Warum treffen Menschen so schlechte Entscheidungen über die Politik? Warum werden sie so oft von Lügen, irrelevanten Alternativen und Argumenten abgelenkt?

Politiker verwenden und missbrauchen Statistiken und fabrizieren, wenn es ihren Zwecken entspricht.
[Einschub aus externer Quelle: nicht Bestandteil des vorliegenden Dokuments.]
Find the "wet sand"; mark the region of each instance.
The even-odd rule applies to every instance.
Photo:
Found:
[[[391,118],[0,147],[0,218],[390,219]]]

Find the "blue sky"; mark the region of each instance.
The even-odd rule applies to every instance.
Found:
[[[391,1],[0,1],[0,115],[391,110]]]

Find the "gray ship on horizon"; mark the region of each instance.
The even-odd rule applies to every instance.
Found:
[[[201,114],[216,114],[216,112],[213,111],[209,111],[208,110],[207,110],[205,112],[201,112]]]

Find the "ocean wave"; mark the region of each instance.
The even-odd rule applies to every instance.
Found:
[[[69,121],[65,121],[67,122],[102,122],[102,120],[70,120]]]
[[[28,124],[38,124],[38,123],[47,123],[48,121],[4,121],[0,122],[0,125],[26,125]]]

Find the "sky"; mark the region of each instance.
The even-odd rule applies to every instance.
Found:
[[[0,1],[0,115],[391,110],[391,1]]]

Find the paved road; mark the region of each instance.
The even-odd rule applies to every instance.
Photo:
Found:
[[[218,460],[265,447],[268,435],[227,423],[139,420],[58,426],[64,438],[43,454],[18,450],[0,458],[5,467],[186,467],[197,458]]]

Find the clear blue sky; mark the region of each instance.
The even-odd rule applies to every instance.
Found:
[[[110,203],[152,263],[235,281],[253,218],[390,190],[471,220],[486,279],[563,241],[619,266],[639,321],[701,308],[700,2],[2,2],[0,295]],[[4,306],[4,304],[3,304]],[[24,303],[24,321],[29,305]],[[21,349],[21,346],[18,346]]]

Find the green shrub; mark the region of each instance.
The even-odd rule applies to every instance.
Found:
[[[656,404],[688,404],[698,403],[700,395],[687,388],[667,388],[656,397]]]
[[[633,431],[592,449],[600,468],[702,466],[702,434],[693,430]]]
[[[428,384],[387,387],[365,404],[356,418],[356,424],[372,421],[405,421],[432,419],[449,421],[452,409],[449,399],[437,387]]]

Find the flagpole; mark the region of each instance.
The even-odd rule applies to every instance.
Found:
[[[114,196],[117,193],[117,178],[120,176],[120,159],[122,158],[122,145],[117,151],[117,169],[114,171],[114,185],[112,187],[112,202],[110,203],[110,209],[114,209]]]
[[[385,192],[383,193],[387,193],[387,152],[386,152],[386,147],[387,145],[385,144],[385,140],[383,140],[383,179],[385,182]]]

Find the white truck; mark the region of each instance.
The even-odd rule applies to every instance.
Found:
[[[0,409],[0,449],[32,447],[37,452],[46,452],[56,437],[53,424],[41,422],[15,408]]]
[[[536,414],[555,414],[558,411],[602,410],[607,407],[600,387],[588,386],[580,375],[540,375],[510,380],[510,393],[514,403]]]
Zeitgenössische Beispiele für bewussten oder unbeabsichtigten Missbrauch von Daten sind auf allen Seiten der politischen Kluft leicht zu finden, von der Trump-Regierung behaupten, US-Grenzbeamte hätten letztes Jahr an der mexikanischen Grenze „fast 4,000 bekannte oder mutmaßliche Terroristen“ festgenommen an den US-Abgeordneten Alexandria Ocasio-Cortezs Dezember-Tweet, der das behauptet "66-Prozent von Medicare for All hätte bereits finanziert werden können", wobei das Geld für die Buchführungsfehler des Pentagon ausgegeben wurde.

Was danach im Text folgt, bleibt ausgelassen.